Adesso si cercheranno le cause della doppia faccia del Napoli, sul perché contro squadre cosiddette piccole, il Napoli va costantemente in difficoltà, soffrendo molto in fase di impostazione del gioco. Ieri sera in realtà, il Napoli non ha sofferto più di tanto, rischiando giusto in un paio di occasioni, oltre il goal arrivato su calcio di punizione da prendere come regalo natalizio anticipato da parte della barriera. In molti si chiederanno se il Napoli ha sottovalutato l’avversario, se nelle gambe c’erano ancora i postumi dei festeggiamenti post qualificazione in Champions. Guardando la partita di Lavezzi verrebbe da dire di no, ma analizzando la prestazione generale della squadra, qualche dubbio forse resta. Appagati mentalmente, al punto che partite di questo tipo non offrono gli stimoli giusti per farti scendere in campo motivato? E’ una possibilità, non giustificabile, ma pur sempre concreta. Forse il Napoli si è ammalato di febbre da Champions? Può darsi o più semplicemente, senza andare a fare analisi psicologiche, si tratta di una maledetta partita andata male. Una di quelle che pensavi di liquidare in fretta e furia, ma che poi a causa dell’avversario che scende in campo per fare la partita della vita, sei costretto ad affannare, a subire e qualche volta anche a perdere.

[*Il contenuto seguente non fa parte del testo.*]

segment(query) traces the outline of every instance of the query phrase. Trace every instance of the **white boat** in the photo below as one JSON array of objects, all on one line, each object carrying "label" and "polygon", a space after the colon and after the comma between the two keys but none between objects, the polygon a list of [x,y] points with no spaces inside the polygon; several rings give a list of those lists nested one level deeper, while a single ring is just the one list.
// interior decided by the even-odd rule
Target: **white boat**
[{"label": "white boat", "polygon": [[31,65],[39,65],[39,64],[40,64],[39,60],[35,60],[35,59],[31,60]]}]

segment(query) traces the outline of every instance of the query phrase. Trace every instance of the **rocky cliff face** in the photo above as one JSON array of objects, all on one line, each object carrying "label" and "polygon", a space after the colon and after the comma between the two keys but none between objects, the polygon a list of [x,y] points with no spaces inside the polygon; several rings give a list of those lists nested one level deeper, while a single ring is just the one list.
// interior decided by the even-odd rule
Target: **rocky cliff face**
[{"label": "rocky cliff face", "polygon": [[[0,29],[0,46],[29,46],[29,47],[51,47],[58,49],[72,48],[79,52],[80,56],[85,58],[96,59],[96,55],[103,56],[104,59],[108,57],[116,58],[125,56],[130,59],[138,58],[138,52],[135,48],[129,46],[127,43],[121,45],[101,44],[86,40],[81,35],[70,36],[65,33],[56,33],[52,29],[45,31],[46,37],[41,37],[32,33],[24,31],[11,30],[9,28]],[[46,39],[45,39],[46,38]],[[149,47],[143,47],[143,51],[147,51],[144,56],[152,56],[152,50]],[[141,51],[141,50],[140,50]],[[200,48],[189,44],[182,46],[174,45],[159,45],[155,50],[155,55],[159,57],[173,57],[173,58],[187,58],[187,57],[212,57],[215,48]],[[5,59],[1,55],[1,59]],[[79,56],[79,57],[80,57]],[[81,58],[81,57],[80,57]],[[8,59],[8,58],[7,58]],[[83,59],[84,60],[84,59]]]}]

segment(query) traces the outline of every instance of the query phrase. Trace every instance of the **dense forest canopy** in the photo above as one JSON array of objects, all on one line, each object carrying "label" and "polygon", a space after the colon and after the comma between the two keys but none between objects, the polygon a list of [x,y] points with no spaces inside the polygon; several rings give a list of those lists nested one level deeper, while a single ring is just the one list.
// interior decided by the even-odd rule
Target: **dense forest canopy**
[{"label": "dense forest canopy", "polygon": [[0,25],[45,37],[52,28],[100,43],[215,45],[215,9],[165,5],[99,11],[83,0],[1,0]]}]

La partita di Novara è servita a tutti per ritornare sulla terra. Una vittoria della Juve stasera porrebbe il Napoli a meno undici dalla vetta. Uno svantaggio non incolmabile, ma che richiede uno sforzo superiore alla media che ti faccia fare la risalita nel più breve tempo possibile.

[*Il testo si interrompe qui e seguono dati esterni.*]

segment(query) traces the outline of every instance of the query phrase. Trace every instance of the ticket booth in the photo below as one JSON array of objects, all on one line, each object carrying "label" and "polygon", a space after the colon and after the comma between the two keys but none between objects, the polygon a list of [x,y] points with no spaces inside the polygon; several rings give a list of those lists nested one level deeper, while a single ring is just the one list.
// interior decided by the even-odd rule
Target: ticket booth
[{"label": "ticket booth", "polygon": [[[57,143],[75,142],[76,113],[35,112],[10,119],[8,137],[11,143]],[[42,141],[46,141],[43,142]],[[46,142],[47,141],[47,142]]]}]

Archiviare ieri sera, fare tesoro dell’esperienza per non ripeterla nuovamente e pensare solo a domenica sera contro la Roma al San Paolo. C’è tutta una settimana stavolta, per preparare al meglio una partita che si preannuncia molto calda. Una settimana intera a disposizione del Mister per cercare i motivi di questo tonfo in terra piemontese e che probabilmente non era stato nemmeno forse preventivato, forse proprio perché si era sicuri di vincere, nonostante le solite dichiarazioni pre-partita nelle quali si evidenziavano alcune delle difficoltà che questa partita poteva riservare al Napoli. Tutto è passato ed il campo ha emanato il suo verdetto, non resta che leccarsi le ferite e rialzarsi nella maniera più rapida possibile e pensare solo alla Roma e all’ennesima notte da campioni che si vivrà al San Paolo.